As a spread-winged skipper, this species most often rests with all four of the wings held out flat to the side.
Larvae are bluish green with tiny, light-colored spots; the head is brown with orange blotches around the margin; the body tapers at the end.
Similar species: The ventral (lower) side is the easiest way to separate this species from Juvenal’s duskywing (E. juvenalis): Juvenal’s has two pale spots toward the tip of the ventral hindwing. Also, by late May, the Juvenal’s duskywing has disappeared; after that, Horace’s is the only duskywing in Missouri with a white spot in the forewing cell.
Habitat and Conservation
Skippers are grouped in the same superfamily as butterflies, although in the past they have been considered separate from both butterflies and moths. Taxonomists are biologists who study the names of organisms and the relationships among them. Today taxonomists use the tool of DNA evidence to refine our knowledge.

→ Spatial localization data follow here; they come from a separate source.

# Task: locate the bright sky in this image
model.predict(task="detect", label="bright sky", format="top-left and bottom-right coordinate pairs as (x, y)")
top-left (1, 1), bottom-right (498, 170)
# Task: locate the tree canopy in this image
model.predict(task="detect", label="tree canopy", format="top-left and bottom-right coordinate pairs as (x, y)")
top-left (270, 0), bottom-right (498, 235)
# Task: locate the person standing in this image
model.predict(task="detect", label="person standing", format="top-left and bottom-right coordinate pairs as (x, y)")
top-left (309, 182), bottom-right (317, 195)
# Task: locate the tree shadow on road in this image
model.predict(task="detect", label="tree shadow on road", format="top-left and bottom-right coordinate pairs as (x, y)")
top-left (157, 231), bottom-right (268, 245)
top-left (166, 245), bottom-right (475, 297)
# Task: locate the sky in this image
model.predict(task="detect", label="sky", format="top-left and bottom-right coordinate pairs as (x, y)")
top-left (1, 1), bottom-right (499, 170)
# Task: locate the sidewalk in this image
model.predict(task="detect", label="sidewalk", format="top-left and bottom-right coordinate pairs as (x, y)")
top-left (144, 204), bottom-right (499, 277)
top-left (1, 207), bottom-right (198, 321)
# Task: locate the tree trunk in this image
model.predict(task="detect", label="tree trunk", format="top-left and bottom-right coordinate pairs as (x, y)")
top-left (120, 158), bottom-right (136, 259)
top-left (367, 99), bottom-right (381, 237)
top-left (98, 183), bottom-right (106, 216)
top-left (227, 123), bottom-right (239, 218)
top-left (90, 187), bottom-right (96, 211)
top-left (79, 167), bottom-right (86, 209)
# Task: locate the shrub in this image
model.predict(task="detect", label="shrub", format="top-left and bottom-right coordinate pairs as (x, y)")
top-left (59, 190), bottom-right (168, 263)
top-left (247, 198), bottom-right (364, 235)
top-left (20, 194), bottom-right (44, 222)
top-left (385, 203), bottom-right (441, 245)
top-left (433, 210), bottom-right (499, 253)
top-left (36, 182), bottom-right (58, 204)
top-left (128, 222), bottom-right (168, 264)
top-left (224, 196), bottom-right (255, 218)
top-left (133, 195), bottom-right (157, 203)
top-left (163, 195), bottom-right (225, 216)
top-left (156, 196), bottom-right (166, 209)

The names of the closely related Horace's and Juvenal's duskywings reference two of ancient Rome's greatest poets and satirists. Back in the late 1800s, several other species in this genus received names based in Greek and Roman literature. Their namers, Samuel Scudder and Edward Burgess, grew up at a time when classical (ancient Greek and Latin) literature was considered the foundation for an educated mind.